Posted Jul 20, 2012 12:39 UTC (Fri) by nix (subscriber, #2304) [Link]

Links to proof that what's in the CPU matches that design would be necessary too, before this can be trusted. The point about those sources that currently contribute to the entropy estimate is that they are only those sources which an external observer can see cannot be controlled or predicted by an attacker. Something impossible to inspect buried inside your CPU by a major corporation is... not worthy of the same degree of trust.

It's not even worthy of the same degree of trust as, say, the Simtec Entropy Key, because at least Simtec is a small company and you can in theory get to know the people who did the work and become as sure as you wish that they did not get nobbled by the secret services -- though even that entropy is somewhat less trustworthy than environmental entropy not derived from a necessarily-opaque IC. Intel? It's a behemoth, and we know it therefore does business with all sorts of people. Who knows what pressures may have been brought to bear?

This isn't saying that I think pressures *were* brought to bear on Intel to nobble their RNGs -- it's just that had they *been* brought to bear, the design would have looked just like we see now (as the nobbling would happen later in the process, with less risk of public exposure), and the CPUs that resulted would have looked from the outside *just like the ones we see now* except that their 'random' numbers would be predictable by a suitably-privileged outside attacker. So we cannot distinguish between those cases, so cannot grant the entropy derived from those CPUs the same definitely-unpredictable status as entropy derived from environmental noise.

(This is not, of course, unique to Intel. I consider uninspectable RNGs and binary crypto blobs from all vendors untrustworthy, but larger vendors are probably less trustworthy than smaller ones, regardless of the quality of their engineering or employees, simply because they are easier for the security services to quietly nobble.)

Definitely not speaking for my employer, but here goes..

Posted Jul 21, 2012 3:22 UTC (Sat) by DavidJohnston (guest, #85852) [Link]

Then I suspect no hardware product will meet your needs.

Definitely not speaking for my employer, but here goes..

Posted Jul 21, 2012 13:48 UTC (Sat) by nix (subscriber, #2304) [Link]
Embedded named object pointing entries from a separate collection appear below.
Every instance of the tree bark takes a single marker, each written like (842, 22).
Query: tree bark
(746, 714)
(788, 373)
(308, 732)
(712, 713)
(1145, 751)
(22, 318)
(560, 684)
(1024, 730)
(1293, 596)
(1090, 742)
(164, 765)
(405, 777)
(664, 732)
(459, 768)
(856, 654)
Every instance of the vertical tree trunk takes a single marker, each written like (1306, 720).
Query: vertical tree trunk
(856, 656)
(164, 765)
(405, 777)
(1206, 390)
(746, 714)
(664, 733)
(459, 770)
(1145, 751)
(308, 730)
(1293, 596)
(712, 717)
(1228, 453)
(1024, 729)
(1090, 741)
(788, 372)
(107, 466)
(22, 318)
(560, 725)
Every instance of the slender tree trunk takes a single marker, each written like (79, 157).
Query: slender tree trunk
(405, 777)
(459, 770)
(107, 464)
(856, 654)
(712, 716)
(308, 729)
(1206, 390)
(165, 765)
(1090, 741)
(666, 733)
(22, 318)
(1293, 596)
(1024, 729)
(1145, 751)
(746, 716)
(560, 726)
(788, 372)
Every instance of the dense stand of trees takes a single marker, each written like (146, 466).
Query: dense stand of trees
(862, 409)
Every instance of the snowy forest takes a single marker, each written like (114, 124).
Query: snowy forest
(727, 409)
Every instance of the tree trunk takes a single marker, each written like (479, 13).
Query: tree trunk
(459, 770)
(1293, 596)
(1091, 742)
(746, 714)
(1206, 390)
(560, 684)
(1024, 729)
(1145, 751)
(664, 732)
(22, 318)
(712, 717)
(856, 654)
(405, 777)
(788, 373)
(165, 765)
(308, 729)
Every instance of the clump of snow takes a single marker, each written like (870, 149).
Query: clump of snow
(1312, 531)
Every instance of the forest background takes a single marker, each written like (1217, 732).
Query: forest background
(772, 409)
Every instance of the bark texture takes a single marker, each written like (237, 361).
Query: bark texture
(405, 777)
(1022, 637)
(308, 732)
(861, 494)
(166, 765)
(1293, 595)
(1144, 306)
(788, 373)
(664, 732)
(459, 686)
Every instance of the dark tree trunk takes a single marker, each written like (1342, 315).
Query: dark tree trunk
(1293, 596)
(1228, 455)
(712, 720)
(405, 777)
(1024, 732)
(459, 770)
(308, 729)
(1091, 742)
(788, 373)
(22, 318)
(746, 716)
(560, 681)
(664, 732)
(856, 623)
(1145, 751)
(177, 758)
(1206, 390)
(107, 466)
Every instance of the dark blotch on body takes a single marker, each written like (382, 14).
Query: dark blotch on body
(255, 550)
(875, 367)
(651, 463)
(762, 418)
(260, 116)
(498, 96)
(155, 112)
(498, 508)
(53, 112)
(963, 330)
Precisely my point. Or, rather, they do meet my needs, but my needs do not include having this stuff contribute to the entropy estimate. I can't trust that it is truly entropy. That doesn't mean it won't help keep your random numbers look random, of course: it still mixes into the pool.

Definitely not speaking for my employer, but here goes..

Posted Aug 18, 2012 16:32 UTC (Sat) by kjp (subscriber, #39639) [Link]

Use an FM or TV tuner and use the white noise for entropy. I'd trust that.

Definitely not speaking for my employer, but here goes..

Posted Aug 18, 2012 21:37 UTC (Sat) by nix (subscriber, #2304) [Link]

Really? That noise is often fearfully non-random and highly correlated, and anyone with a radio transmitter or indeed any electrical device can introduce new patterning. It's... not a good noise source on its own (though obviously it contains noise, so it could probably contribute *some* entropy.)

Definitely not speaking for my employer, but here goes..

Posted Jul 23, 2012 17:19 UTC (Mon) by tytso (subscriber, #9993) [Link]

Of course there could be hardware products that would meet an independent auditability criteria. It would require a completely open hardware design where the only thing that is done in hardware is a noise diode, and the minimal circuitry to convert the analog signal into a digital one. A quick google search reveraled something like this that could perhaps be used as a basis of such an implementation:

https://mywebspace.wisc.edu/lnmaurer/web/minirng/minirng....

Add a simple USB interface so it can be plugged into a laptop or a server, but the key point is that it's a open hardware design, using basic commodity parts whose operation can be easily verified.

Then what we do in open source software is all of the hard work of analyzing the raw output of the hardware circuit, to make sure it hasn't failed, and then all of the whitening using AES, etc. Alternatively, we could take the unwhitened output and just feed it into /dev/random (since the /dev/[u]random entropy pools will take care of doing the whitening for us).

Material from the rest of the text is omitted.